At this stage, the vendor modified the netlist during front-end processing. Test insertion added scan connections, RAM built-in self-test functionality and boundary scan. The resulting netlist was returned to us for evaluation. To compare this gate-level netlist with the RTL netlist, we declared test personality pins and ports to be tied to their functional-mode values. LEC propagated these constants throughout the gate-level netlist, ignoring the inserted test structures. While we found no errors introduced during test, it gave us considerable peace of mind to know with certainty that test insertion had not altered our normal functionality.

Clock tree generation was another task performed by the vendor. Our clock structure included several domains and gated clocks for power savings. It was clearly important to verify that creation of these clock trees did not alter the basic functionality of the device. One branch of our clock tree became inverted during various balancing operations. LEC was able to identify this by showing a list of registers that did not match their RTL functionality (nonequivalent points). Logical equivalence checking identifies the various bits of sequential logic that affect the value of the register being examined. We first noticed that the source bits in the RTL and the gate-level netlist were identical.

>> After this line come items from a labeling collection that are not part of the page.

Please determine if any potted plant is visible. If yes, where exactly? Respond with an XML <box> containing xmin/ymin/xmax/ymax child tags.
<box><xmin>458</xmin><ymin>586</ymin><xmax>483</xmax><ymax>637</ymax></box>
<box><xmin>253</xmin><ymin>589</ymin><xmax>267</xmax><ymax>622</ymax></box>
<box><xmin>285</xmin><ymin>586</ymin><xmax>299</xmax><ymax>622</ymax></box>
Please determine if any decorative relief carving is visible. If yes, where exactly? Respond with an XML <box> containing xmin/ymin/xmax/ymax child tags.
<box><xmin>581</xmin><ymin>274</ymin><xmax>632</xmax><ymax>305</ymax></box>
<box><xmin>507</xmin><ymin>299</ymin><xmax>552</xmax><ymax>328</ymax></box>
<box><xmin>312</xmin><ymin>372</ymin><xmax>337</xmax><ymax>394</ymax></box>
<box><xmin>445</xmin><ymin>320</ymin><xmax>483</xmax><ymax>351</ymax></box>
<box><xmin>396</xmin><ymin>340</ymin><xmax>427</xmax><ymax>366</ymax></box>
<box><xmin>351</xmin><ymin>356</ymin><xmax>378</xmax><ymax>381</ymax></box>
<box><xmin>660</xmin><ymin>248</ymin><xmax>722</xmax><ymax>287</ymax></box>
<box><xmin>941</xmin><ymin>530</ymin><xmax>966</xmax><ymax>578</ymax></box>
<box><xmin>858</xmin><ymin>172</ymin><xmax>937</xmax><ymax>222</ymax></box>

Next, we scrutinized the actual vectors that caused the error to occur. Knowing that only the clock structure had changed, we changed the clock value in one of the gate-level vectors and saw that it then matched the value seen in the RTL. We went back to the list of nonequivalent registers and identified the common module to which they belonged. To prove that this was the only problem, we edited the gate-level netlist, adding an inverter to the base of the offending branch. This modified netlist proved equivalent to our RTL, and the fix was complete. This became the base netlist for place, route and timing optimization. We were able to prove that the new netlist after all of these additional modifications, including logic restructuring and duplication, was functionally equivalent to our verified RTL.

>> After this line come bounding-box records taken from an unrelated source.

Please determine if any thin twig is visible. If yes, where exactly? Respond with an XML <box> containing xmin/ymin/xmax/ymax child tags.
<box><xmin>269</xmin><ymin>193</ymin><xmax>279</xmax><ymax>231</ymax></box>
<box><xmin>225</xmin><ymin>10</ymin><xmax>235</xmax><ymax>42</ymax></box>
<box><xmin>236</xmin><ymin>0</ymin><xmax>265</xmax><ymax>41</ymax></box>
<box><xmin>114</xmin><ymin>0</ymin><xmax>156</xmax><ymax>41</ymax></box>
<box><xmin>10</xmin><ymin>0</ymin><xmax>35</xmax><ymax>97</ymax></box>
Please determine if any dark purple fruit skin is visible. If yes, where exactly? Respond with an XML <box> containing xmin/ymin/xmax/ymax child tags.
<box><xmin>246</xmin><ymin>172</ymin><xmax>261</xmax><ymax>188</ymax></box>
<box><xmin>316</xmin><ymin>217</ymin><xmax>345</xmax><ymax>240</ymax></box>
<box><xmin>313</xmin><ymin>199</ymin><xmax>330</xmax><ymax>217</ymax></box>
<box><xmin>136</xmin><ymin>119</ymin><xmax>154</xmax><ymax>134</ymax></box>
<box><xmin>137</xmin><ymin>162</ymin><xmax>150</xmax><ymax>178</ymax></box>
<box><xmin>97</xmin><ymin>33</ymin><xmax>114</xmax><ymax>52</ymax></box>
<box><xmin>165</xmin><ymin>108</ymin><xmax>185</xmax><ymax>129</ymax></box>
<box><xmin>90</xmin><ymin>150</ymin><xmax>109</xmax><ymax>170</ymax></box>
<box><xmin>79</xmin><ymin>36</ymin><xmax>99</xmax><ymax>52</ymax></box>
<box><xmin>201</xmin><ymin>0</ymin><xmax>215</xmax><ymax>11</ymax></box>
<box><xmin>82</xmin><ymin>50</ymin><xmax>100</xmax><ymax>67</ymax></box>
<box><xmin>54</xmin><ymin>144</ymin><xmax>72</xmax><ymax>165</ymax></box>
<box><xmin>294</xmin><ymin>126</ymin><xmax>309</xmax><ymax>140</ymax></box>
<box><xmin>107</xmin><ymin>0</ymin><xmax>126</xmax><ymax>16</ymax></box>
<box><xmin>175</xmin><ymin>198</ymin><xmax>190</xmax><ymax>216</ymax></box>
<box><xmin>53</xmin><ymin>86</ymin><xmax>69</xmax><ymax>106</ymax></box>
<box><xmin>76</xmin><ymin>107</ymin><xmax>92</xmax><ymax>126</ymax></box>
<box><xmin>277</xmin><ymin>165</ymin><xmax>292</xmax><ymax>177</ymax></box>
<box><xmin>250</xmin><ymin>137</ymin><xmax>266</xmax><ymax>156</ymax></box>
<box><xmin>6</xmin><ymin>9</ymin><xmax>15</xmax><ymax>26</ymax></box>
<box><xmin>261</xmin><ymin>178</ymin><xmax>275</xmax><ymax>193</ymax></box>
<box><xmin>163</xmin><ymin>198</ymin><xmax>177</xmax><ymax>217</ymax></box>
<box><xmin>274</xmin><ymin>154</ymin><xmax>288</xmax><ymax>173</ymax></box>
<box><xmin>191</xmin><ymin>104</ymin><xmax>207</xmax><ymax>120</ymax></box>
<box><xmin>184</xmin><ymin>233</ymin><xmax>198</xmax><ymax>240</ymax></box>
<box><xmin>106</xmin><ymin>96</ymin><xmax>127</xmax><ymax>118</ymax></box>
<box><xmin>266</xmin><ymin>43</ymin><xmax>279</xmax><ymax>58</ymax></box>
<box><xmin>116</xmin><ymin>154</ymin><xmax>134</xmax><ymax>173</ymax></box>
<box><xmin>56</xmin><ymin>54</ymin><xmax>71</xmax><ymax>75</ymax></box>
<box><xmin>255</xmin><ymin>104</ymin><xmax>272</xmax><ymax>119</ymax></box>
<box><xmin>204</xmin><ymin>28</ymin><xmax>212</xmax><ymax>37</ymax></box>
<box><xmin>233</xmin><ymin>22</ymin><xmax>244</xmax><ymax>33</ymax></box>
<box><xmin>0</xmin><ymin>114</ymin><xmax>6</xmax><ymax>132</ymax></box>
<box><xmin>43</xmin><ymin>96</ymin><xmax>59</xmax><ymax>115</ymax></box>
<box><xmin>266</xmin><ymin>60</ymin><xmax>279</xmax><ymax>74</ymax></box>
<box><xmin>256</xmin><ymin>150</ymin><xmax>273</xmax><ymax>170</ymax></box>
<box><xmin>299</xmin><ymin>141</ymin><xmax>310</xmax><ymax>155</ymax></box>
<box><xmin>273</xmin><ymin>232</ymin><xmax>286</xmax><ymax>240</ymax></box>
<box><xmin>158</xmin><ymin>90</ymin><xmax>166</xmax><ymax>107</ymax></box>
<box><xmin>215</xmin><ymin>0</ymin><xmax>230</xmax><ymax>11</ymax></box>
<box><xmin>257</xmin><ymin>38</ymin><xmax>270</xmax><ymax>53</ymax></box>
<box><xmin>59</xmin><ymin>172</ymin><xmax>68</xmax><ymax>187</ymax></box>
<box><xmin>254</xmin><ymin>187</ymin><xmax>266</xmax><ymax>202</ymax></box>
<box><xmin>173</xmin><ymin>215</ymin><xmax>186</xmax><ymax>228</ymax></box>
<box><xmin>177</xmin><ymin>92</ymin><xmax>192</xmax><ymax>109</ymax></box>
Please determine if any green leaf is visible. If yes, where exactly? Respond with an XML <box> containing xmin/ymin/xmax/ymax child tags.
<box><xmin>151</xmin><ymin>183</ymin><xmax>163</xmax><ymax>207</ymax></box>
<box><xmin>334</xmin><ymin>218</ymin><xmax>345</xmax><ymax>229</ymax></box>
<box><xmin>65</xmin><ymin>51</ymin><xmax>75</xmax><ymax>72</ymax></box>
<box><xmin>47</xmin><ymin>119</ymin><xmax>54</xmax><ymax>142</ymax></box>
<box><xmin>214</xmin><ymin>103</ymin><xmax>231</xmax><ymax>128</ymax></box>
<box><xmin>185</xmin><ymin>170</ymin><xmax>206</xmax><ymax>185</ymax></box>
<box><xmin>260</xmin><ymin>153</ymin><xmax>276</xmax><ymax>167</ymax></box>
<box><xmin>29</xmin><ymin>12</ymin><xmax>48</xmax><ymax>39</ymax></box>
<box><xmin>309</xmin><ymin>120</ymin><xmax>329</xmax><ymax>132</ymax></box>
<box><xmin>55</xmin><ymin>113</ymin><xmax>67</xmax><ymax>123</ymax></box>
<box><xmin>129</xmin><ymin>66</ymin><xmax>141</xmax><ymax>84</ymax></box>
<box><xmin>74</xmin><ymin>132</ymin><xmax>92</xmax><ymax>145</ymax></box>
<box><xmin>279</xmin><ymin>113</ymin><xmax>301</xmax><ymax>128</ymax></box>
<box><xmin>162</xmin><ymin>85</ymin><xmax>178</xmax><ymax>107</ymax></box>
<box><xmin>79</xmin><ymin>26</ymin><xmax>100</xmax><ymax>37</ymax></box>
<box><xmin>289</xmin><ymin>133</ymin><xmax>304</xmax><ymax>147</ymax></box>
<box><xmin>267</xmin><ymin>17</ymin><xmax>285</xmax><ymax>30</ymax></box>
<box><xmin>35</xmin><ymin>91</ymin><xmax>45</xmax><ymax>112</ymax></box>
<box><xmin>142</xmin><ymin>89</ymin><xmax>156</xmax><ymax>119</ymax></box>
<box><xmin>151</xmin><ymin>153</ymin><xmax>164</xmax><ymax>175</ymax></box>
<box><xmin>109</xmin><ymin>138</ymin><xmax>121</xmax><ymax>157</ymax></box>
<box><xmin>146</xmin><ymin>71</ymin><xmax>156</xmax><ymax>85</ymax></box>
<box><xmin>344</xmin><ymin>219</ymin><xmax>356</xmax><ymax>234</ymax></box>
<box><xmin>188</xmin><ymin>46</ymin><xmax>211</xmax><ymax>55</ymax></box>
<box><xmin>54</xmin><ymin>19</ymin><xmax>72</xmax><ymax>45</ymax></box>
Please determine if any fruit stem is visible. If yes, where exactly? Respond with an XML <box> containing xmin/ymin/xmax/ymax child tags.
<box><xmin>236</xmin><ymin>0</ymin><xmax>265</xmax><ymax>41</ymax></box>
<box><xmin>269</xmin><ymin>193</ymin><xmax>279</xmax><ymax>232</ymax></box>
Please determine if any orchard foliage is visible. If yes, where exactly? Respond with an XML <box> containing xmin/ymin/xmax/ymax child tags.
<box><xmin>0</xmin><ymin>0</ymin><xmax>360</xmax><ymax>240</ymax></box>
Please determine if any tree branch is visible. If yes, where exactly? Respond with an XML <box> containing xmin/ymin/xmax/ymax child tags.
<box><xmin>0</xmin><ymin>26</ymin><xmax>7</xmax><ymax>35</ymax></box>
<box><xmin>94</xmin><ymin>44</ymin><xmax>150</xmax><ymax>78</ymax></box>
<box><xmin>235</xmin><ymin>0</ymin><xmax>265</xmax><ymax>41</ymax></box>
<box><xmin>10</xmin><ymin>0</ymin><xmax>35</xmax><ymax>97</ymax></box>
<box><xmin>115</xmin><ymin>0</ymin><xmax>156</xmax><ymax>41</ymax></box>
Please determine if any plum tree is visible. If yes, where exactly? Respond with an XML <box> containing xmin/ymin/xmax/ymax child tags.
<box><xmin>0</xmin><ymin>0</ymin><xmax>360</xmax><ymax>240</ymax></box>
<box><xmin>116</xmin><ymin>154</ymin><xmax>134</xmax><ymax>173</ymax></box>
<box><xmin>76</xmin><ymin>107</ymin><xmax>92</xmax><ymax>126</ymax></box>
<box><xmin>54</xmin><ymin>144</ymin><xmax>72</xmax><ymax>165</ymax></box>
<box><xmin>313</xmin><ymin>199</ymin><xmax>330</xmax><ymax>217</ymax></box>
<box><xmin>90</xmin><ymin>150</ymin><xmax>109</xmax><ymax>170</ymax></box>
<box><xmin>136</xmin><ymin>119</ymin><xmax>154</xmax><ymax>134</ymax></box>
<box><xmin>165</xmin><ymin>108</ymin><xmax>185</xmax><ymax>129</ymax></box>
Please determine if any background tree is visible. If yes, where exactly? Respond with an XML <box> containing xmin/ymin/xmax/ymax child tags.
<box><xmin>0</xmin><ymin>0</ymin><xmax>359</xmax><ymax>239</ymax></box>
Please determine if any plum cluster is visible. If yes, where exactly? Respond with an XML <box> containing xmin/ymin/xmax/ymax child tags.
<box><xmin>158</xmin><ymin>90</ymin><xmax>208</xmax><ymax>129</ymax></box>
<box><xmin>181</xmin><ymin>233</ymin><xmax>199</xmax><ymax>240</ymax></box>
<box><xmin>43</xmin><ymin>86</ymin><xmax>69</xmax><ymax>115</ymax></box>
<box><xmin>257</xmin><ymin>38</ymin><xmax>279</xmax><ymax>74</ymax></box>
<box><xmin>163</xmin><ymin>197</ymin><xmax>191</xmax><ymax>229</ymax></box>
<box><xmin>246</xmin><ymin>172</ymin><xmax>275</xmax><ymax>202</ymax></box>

Several problems were identified by ongoing RTL simulation during the time spent in physical design and optimization. We considered it highly desirable to integrate these changes into our release netlist. It was not feasible to go back to synthesis, discarding weeks of work in optimization, test insertion and clock tree creation. The only way to accomplish the change was by modifying the gate-level netlist directly. Since our functionality was verified in RTL, we needed some way to be certain that the engineering change order (ECO) was an equivalent implementation of the modifications. Since synthesis, scan insertion, buffering, logic restructuring and clock tree insertion had been performed, it was rarely possible to identify the proper gate-level fixes on the first attempt. Even a few lines of modified RTL could easily translate into hundreds of new gates, additional wires, deleted gates and new connections. This level of complexity could not be handled through manual review, and gate-level simulation was prohibitively expensive. Unmapped and nonequivalent points were early indicators of problems, and these often contained enough information for the ECO to be modified.

Other problems were not as easy, including the creation of a new configuration register along with associated address decoding for system bus access. For any nonequivalent point, we were able to generate two views of the logic. RTL was represented as functional gates created by the equivalence tool, while the gate-level netlist was displayed accurately by function. These views were specifically of the full cone of logic with fan-in to the nonequivalent point. By pruning out any unrelated gates, this was much more efficient than trying to view the full gate-level netlist in available network viewers.

In future projects we can expect to do less gate-level simulation, possibly eliminating it altogether. With LEC, we will be able to accelerate our development cycle and increase confidence in our released netlist. The reduction in time-to-market alone is worth the investment in tools and training. Our team could not imagine doing another design without formal verification in our tool arsenal.